Team MacMillan started the 2025–26 curling season with winning the 2025 Icebreaker Challenge and qualifying for the 2025 Canadian Olympic Curling Pre-Trials. At the Pre-Trials, Team MacMillan would have a good week, but would finish in second place, losing to Selena Sturmay 2 games to 1 in the best-of-three final for the sole spot at the Canadian Olympic Trails.

===Mixed doubles===
In 2020, Tran and her mixed doubles partner Aaron Sluchinski won the 2020 Alberta Mixed Doubles Curling Championship, however did not get to compete in the 2020 Canadian Mixed Doubles Curling Championship as it was cancelled due to the COVID-19 pandemic in Canada. As the 2021 Alberta provincial playdowns were cancelled due to the COVID-19 pandemic in Alberta, Tran and Sluchinski were selected to represent Alberta at the 2021 Canadian Mixed Doubles Curling Championship in Calgary. At the championship, the pair finished the round robin with a 4–2 record, qualifying for the championship round as the eleventh seed. They then faced eventual champions Kerri Einarson and Brad Gushue in the round of 12 where they lost 9–8, eliminating them from contention. In 2023, Tran and Sluchinski qualified for the 2023 Canadian Mixed Doubles Curling Championship through ranking points. The team had a strong showing again at the event, going 5–2 in the round robin to qualify for the playoffs again as the eleventh seeds. There, they knocked off Laurie St-Georges and Félix Asselin in a qualification game and then beat Laura Walker and Kirk Muyres in the quarterfinals. They could not continue their run in the semifinals, however, losing in an extra end to Jocelyn Peterman and Brett Gallant.
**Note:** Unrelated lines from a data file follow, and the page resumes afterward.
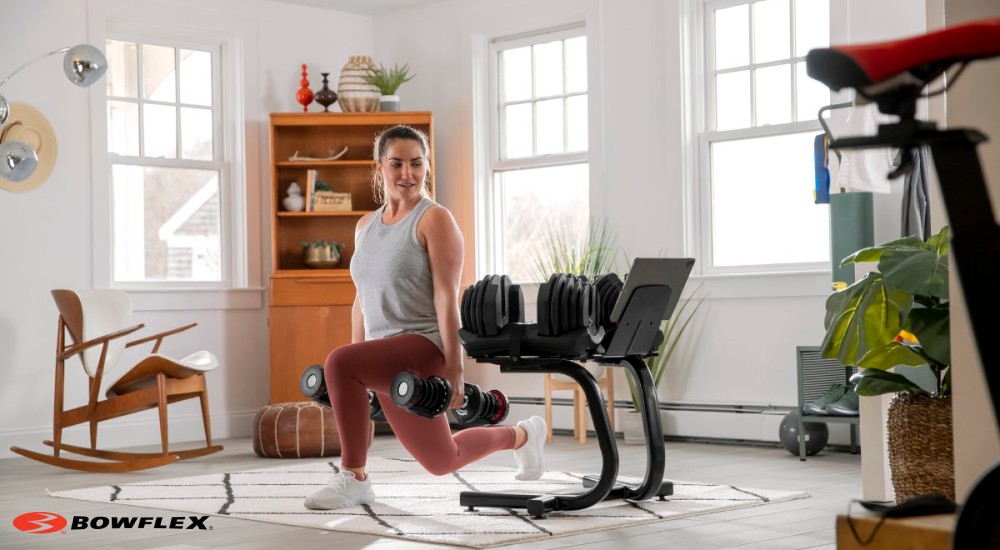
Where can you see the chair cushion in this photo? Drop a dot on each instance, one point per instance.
(295, 430)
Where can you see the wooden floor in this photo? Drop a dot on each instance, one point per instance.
(832, 478)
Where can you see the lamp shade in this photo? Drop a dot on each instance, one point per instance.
(17, 161)
(84, 65)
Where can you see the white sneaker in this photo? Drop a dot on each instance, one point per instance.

For the 2024-25 curling season, Tran joined Rylan Kleiter and the pair had a strong start to the season, qualifying for the 2025 Canadian Mixed Doubles Curling Olympic Trials by defeating Lisa Weagle and John Epping 6-3 in the final of the first Direct-Entry Qualifier event. At the Canadian Mixed Doubles Trials, they would finish in 4th place, losing 8-3 in the 3v4 game to Rachel Homan and Brendan Bottcher.

==Personal life==
Tran was born and raised in Red Deer, Alberta. She is of half-Vietnamese descent. She started curling when she was six.

Tran is employed as a corporate environmental specialist with the City of Calgary.